Flower painting makes the perfect meditative activity, forcing us to slow down, connect with nature and appreciate the changing seasons. Monika Radojevic shows us how she went about creating soft watercolour hues with petals from the garden.
Making and crafting in a time of uncertainty or crisis is an inherently human trait; a useful coping mechanism when things feel out of control. And there’s something special about flower painting the way it draws you away from the screen and back into nature – albeit from the safety of your home.
One of the reasons making watercolour out of natural flower dye is so perfect for our current situation is in the methodical process of extracting colour and then applying it to paper. Although it is not a difficult exercise, it requires time, attention to detail and patience, for which the normal rush of life rarely leaves room.
In the time it took me to gather all my flowers and create with them, I paid more attention to the incredible diversity of plants than usual – the shapes of the petals, the blend of colours, the symmetry of each stem. Then I put on a podcast and spent a happy Sunday afternoon painting an iris flower with my new watercolours – very meta!
You will need:
Flowers with strong or bright petals
Small bowls (one for each colour) that you don’t use in the kitchen
Bicarbonate of soda / baking soda
Chopsticks / wooden sticks for stirring
Paper – ideally watercolour (see below for more information)
Before you begin, here are a couple of pointers to help:
- Don’t expect the colour to be as strong as professionally made paint. Types of flowers ‘bleed’ differently. Coreopsis or dahlia petals bleed well – but any flower type will do. The key is strong colours.
- The colour doesn’t always correspond to the flower. I collected some white petals that I was almost certain would yield some transparent water, but as the swatch will show, it actually came out a fantastic brown/yellow. Similarly, a gorgeous yellow I was excited about came out poorly – I used it as a highlight instead.
- Use watercolour paper if you can – this will absorb the water more effectively so the colour will come out stronger and allow you to layer on colours and shades without causing the paper to disintegrate. I have included a colour swatch done on regular paper to really highlight this difference.
- There are no preservatives used here so the colours will eventually fade, especially if left in sunlight. It’s the perfect technique to make greetings cards or other small, seasonal projects.
Step One: Gathering your flowers
You will only need one or two heads of each colour you want to paint with – don’t take too many. Aim for flowers with big petals to minimise how many you will need to use. I found all of mine in my local park but even better if you have a bouquet at home to make good use of. Also, as I discovered, you don’t need more than one type of each colour. I gathered three different shades of purple hoping for various tones, but they all gave me such similar colours it was impossible to tell the difference once on paper. Creating tone will come later with the lemon and bicarbonate of soda.
Once you have your flowers it’s best to use them whilst fresh. Carefully pick the petals off each stem and separate into bowls.

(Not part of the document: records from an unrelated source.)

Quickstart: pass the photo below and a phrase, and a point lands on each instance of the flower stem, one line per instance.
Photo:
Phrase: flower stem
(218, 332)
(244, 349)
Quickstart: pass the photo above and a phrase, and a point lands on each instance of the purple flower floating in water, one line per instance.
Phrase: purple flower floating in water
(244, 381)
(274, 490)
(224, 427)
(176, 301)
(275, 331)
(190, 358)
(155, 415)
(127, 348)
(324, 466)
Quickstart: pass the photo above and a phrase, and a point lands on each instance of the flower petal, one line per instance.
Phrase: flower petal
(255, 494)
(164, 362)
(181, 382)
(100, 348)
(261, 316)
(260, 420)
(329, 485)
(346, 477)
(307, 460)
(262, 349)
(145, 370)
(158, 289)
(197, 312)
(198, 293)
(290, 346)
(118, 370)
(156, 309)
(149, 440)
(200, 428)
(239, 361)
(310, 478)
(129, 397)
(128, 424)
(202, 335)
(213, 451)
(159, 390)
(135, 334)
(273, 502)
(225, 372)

Using boiling water, pour a small amount into each bowl – just enough to cover the petals. You want a maximum of half a centimetre of water in your bowl, or the colour will be too diluted to show up on the paper.
The colour should start to bleed straight away, but if they don’t, take your chopsticks or wooden equivalent and use the thicker ends to squeeze and crush the petals. Feel free to use your hands if it’s easier – I have the world’s most sensitive skin and so will be relying on my chopsticks! Once the flowers are pulpy, set aside and leave to bleed for half an hour or so. Leave the petals in the bowls the entire time you are painting as they will continue to release colour.
Step Two: Alter the shades
Use lemon to lighten your colours and bicarbonate of soda to darken them. The acidity of the lemon will alter the pH of the colour and take it to almost neon levels, whilst the bicarbonate of soda will make the dye more alkaline and deepen the colour.
How you proceed is up to you. I was wary of adding lemon or soda directly to my dye, so I instead opted to make a watery paste of bicarbonate, and squeeze the lemon into separate bowls and layered them over the top to bring out shades as I painted. If you opt for this method, a colour swatch like the one I’ve made is a helpful reminder of the effects of the acid or alkaline.
Step Three: Start painting
It may take a few layers of colour before anything shows, so you will need to be patient – and don’t worry if the colours seem weak at first. This is why watercolour paper is so handy, as you will be able to apply colour to an area several times without any damage.
Unlike traditional watercolours, these colours won’t blend quite the same way, so make sure each layer is dry before you add new colours. The rest is up to you! As I mentioned, I painted a flower and found that purple and blue tones dried into rich greens, and the red and orange tones dried into soft pinks and purples.
I found the unforeseeable outcome of the colours somewhat freeing – after a few attempts, I realised there was no way to match the deep purple and yellow hues of the iris I was recreating – so I threw my plan out the window and focused on experimenting with colour instead.
The point is that the earth has given us an abundance of material to work with. You can paint with coffee, flowers and even spices, and the unpredictability of the tones encourages perfectionists (like myself) to relax and see where the natural pigments take me.
Try out your own combination of colours to create something beautiful and seasonal – and awe your friends when you tell them the paint was all flower based!